Prior to the advent of the current state of the art, Neural Machine Translation (NMT), Statistical Machine Translation (SMT), particularly translation model, with Phrase-based SMT was the most widely used machine translation model. This translation model has continued to be shown to outperform NMT in most cases when performing translations for low resource languages such as Nguni languages, isiXhosa and isiZulu. In this project phrase-based, SMT systems trained on data sources augmented using different techniques were compared to a baseline phrase-based SMT system, with the goal of determining whether SMT translation system quality in the low resource setting may be improved using augmented data.
Models trained on data augmented with multilingual data and back translate data were compared to a baseline SMT system
Data was normalised using a python script, lowercasing all characters in the corpora. Following this normalisation, all data was tokenized using Byte-Pair Encoding to account for the agglutinative nature of Nguni languages. Finally the corpora was cleaned to limit maximum sentence length in the models created to 80 characters. Finally 1000 sentences from the training data for each language were extracted for use as tuning data.
SMT models were built using the Moses SMT toolkit, and KenLM language modelling toolkit. A 6-gram language model with modified Kneser-Ney smoothing was also used for all systems. GIZA++ was used for word alignment, with tuning conducted for all three types of models using the MERT line-search based method.
The SMT systems trained on back-translated data yielded the best performance in both the isiZulu and isiXhosa context. However, in the isiZulu context the baseline system outperformed the multilingual system whereas the opposite is true in the isiXhosa context. Shown in the figure below are BLEU scores for each system in each target language. Using the BLEU system the closer the score is to 100, the higher the quality of the translation.

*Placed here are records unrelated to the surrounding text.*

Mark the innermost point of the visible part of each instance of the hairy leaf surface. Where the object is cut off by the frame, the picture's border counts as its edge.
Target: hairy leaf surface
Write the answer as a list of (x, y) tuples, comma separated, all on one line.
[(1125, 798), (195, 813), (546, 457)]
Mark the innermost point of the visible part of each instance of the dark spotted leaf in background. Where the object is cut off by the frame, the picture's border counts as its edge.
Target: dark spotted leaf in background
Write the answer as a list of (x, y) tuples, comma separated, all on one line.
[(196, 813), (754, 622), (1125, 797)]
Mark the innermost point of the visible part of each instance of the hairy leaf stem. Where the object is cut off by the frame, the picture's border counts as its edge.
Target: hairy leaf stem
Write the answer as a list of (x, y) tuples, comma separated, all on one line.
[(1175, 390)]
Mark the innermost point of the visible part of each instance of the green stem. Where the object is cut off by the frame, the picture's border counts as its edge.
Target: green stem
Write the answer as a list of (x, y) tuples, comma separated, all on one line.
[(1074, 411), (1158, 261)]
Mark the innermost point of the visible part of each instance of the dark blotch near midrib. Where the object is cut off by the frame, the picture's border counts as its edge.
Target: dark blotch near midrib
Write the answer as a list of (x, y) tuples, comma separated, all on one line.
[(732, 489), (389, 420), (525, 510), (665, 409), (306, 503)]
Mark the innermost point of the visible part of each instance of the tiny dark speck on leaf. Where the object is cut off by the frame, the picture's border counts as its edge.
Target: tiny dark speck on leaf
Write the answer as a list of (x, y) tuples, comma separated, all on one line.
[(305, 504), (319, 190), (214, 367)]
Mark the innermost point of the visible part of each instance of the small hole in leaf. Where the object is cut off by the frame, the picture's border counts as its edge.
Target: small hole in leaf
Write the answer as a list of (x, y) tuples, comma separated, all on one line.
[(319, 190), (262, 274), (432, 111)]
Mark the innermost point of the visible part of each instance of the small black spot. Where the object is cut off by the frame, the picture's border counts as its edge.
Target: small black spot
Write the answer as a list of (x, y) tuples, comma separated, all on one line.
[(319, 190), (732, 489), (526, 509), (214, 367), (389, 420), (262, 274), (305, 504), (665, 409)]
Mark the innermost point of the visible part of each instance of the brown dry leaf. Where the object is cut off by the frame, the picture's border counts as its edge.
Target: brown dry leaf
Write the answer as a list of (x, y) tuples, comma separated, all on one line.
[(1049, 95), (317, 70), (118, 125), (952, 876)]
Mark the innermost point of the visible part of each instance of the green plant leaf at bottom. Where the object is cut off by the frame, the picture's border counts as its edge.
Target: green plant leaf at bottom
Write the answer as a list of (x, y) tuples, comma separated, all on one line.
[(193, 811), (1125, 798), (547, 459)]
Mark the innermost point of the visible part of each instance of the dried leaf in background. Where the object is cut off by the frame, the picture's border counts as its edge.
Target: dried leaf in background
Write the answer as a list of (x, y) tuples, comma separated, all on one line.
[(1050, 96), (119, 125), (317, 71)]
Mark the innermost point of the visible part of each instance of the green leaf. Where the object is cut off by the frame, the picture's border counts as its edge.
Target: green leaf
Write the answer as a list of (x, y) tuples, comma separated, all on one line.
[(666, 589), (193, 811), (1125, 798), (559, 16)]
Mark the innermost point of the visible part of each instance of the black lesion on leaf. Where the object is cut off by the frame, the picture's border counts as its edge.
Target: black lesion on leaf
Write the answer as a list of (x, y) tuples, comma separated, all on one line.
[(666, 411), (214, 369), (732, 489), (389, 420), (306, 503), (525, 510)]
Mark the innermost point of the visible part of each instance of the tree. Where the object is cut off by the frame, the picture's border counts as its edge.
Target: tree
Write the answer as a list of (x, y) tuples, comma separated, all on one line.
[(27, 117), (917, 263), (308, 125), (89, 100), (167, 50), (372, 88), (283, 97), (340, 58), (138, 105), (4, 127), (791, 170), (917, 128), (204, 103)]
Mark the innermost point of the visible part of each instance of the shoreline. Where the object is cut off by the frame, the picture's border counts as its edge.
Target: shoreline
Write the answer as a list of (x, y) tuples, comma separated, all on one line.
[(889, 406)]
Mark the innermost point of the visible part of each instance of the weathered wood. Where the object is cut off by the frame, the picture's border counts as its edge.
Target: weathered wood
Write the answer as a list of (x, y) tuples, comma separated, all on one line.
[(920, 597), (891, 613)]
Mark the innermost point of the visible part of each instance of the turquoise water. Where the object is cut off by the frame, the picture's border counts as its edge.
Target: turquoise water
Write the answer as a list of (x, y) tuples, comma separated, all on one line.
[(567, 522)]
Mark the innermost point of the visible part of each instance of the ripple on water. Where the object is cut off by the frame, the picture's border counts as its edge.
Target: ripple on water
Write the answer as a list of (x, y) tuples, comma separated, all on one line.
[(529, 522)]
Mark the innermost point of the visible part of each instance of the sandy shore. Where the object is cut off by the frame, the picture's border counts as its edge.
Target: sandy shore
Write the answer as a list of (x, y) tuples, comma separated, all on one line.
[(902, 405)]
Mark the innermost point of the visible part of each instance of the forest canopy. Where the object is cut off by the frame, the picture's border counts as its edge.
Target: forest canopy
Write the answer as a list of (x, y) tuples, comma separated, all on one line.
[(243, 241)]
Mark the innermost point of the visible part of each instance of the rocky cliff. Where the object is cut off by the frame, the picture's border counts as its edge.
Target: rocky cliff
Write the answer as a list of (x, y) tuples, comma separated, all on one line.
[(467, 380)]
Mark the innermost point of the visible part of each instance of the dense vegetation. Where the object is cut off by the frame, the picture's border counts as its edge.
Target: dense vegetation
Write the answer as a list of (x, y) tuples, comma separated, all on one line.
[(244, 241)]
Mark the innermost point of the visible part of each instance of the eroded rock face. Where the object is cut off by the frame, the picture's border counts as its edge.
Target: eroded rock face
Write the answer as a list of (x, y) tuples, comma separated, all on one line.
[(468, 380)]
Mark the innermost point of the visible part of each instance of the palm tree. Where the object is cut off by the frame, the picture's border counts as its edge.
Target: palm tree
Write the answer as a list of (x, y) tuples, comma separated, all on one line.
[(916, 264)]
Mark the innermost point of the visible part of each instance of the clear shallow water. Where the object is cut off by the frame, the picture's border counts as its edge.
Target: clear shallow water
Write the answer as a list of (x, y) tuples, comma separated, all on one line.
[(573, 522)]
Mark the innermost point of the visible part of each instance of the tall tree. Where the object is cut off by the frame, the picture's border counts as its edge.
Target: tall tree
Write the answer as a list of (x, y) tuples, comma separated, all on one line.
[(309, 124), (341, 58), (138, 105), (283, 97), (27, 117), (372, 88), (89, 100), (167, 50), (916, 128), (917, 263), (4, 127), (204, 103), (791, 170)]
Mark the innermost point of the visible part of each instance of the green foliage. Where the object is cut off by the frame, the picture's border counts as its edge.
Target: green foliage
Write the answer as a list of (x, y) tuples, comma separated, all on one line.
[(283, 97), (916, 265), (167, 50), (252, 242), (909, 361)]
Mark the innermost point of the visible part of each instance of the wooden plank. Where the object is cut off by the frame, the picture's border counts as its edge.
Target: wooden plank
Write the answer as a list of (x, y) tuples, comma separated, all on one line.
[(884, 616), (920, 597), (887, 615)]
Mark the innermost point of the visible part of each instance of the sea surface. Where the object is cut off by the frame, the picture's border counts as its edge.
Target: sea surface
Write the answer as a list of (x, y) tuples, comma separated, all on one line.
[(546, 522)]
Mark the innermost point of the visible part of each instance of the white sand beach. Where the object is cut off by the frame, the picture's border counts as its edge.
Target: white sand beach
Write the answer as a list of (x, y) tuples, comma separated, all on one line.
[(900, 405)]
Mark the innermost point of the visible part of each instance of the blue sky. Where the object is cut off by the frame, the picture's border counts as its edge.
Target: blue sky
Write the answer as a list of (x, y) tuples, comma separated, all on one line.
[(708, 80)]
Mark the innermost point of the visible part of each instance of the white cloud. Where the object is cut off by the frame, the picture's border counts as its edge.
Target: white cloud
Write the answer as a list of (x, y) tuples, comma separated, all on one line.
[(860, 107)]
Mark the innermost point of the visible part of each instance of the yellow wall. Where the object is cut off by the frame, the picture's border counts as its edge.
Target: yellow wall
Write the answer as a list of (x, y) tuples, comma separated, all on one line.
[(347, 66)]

Notably, there were twice as many parallel sentences for isiXhosa, than for isiZulu justifying the overall higher BLEU scores observed in the isiXhosa context when compared to the isiZulu context.
Making use of the back-translation technique for data augmentation in particular yields translations that are of a higher quality when compared to a baseline system, trained on data that has not been augmented. Multilingual data augmentation, however, shows inconsistencies which may indicate that there is a need to find some optimal ratio of original parallel corpora to alternate language parallel corpora in order to yield improvements to the baseline context.